B1367-LH140

Ranking Obama

Copyright © by Len Holman, 8/22/13

 

  When the wind blows, there isn’t much a person can do about it but to get hunkered down and wait for it to stop.  No amount of prestige or adulation, no title or position of power or influence can make the air stop moving.  Even a President of the United States must accede to this natural phenomenon and admit he or she is powerless to do anything, no matter what his or her approval rating is. It is said that the measure of a great President is largely a matter of circumstance.  A President, it is said by the sages of the chattering class, either grows into his job during a calamity or is cruelly crushed by it.  He or she is either up to the task of stopping the wind or is blown over by it. 

  President Obama is operating under a constant onslaught of hurricane-force winds which have spring up all around him and he is slowly but surely bending toward the ground.  For a man of his temperament, his attitude, his promise, and his sense of self-worth, the realization that the middle is not holding must be particularly galling. And the middle is NOT holding.  When the trees are bending to the pavement and the rivers are flooding and the rain keeps falling, what’s a President to do?  This President seems to go for more of the same.  He has not decreased his drone campaigns.  He vacillates on Syria (did Assad use chemical weapons and cross the “red line” or did the rebels do it or did anyone do it?). The decision on Egypt has been made, but it is typically vague, ambiguous, and has the punch of a vanilla milkshake (shall we hold back the next check or some of the next check or let the Saudis pay the freight until this little tempest blows over?). 

  His administration has more prosecutions under the Espionage Act (8) than all previous Presidents combined.  He had a hand in humiliating the president of Ecuador, who tried to fly home from Russia and whose plane was diverted and forced to land (I suppose the Obama administration thought Edward Snowden was hiding in some luggage on that plane). His decision on the Keystone pipeline is nowhere to be found (so far, but I’m sure it’s coming soon).  He can’t seem to put a foot right with Republicans, and there is a rising, serious, effort to derail the Affordable Care Act and a rising, serious effort in some states—many states—to return the U.S. to the days of James Polk, who acquired the Oregon territory, or the Days Gold when women and gays and immigrants knew their place. 

  Obama may be credited with helping us out of the recession of 2009, but the cost was pretty high, with his administration filled with Wall Street types and Big Business moguls.  The Arab Spring has turned into a bitter winter, while Obama’s pledge to make America respected and a partner in the Muslim world has turned to a shaky, whispered hope in the White House night.  One intercepted phone call from a guy in a ragged tent in the Yemeni desert can close American embassies around the world, and he seems hopelessly irrelevant in domestic and foreign affairs.  That Affordable Care Act has been “amended” to allow business to forestall implementing it, while America turns into a nation of part-time workers with no benefits and sick, undereducated kids.  We plan to spend millions (billions?) on keeping people out of the country, but can’t seem to work up the will to spend anything on infrastructure or education or well-baby clinics.  Yes, the opposition party is obstructionist, but that’s part of their job, and Obama’s job is to lead, to cajole, threaten, use the bully pulpit—all of which he is lousy at. 

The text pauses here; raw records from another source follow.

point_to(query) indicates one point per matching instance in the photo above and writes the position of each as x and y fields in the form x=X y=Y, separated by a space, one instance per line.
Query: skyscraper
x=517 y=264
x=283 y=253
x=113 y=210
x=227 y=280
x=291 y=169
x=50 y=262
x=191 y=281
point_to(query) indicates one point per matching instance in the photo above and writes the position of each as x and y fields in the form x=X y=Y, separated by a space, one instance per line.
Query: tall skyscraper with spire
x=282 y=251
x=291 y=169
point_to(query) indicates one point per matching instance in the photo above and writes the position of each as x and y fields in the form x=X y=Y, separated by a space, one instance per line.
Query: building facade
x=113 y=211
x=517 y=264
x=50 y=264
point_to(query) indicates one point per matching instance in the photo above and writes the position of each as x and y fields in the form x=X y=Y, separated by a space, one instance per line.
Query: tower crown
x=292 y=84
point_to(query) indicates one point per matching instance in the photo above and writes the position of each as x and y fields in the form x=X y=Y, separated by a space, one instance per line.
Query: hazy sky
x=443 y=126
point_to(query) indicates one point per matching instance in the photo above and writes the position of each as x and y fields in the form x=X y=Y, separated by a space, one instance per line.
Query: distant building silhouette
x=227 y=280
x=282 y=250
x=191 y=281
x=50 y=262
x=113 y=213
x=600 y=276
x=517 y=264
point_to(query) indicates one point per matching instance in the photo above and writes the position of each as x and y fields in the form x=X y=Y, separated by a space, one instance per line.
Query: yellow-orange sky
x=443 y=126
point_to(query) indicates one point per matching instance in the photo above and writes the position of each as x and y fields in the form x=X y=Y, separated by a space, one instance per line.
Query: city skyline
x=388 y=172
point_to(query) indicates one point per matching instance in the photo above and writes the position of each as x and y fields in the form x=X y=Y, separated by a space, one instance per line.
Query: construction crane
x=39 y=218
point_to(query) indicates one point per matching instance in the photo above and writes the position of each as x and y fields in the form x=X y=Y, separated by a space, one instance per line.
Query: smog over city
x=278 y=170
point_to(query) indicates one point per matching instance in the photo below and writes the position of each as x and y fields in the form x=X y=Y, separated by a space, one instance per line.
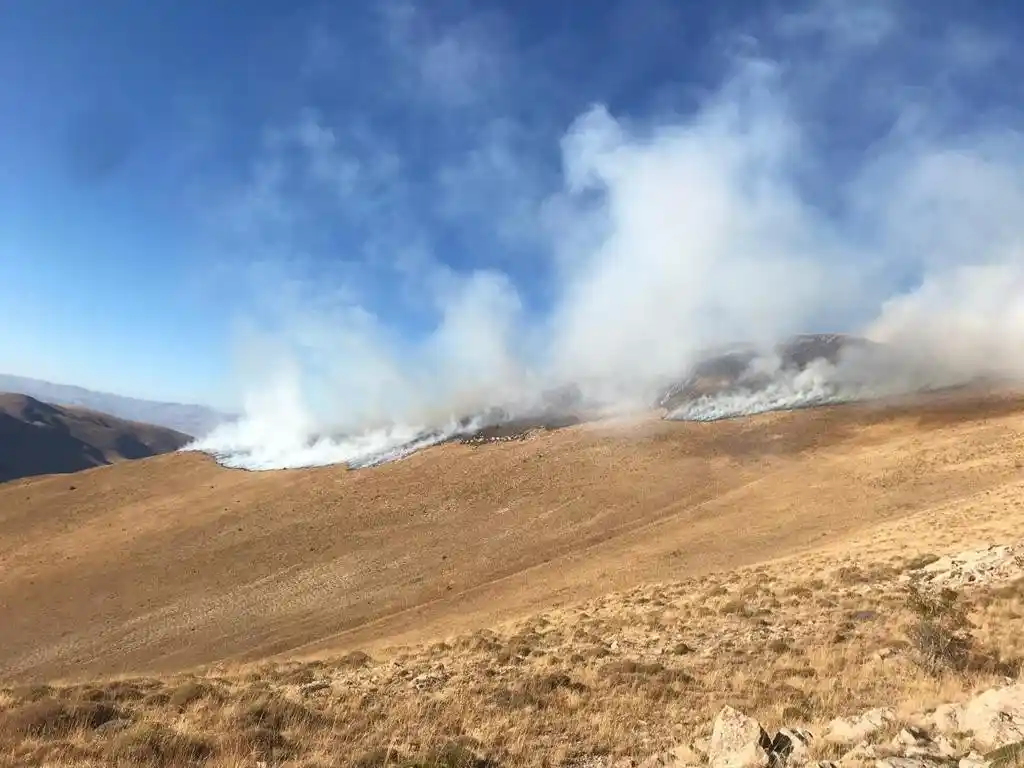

  So let’s try to put Obama in a list of good, or great presidents.  In that list there are the usual suspects:  Lincoln, FDR, Jefferson, Andrew Jackson, Teddy Roosevelt and maybe Truman, Wilson, Eisenhower, and James Polk.  Obama rates maybe 15th best, given America’s climb out of the recession, but look around.  The country is mumbling, discontented, spied on, lied to, and spawns one terrorist after another.  Obama has had, and continues to have, opportunities to be great, to be a leader, to see down the road and lead us there, but so far, everything he touches seems to turn to ashes.  Some of this is our fault, more is his, and perhaps more than a little fault may be placed on the structure of our political system. 

  For instance, there is increasing talk that Hillary Clinton, who is going to run for the Democratic nomination unless Sean Hannity or Glenn Beck pushes her in front of a train, will raise 2 billion dollars for her chance to snuggle into that Big Chair at 1600 Pennsylvania Ave.  Two billion dollars!  That’s the GDP of a lot of countries, and way too much to spend on a position which is not as important as that of a primary care physician or a teacher or police officer or EMT or mom or even park ranger.  Add the cost of all elections for governor and congressman and senator and councilman and the myriads local officials around the country, not to mention the campaign “advisors and ad folks, and see what that total is.  It’s enough to fix a lot of festering problems here.  It’s enough to educate, heal, fix infrastructure problems, and it’s enough to show other countries what it takes to have a democracy.  The wind is blowing very hard now and Obama is not standing tall.  He is looking for an umbrella and seems puzzled that his rhetorical flourishes don’t have any affect:  air pushes against air.  If that is Obama’s legacy, then I rate him low, very low.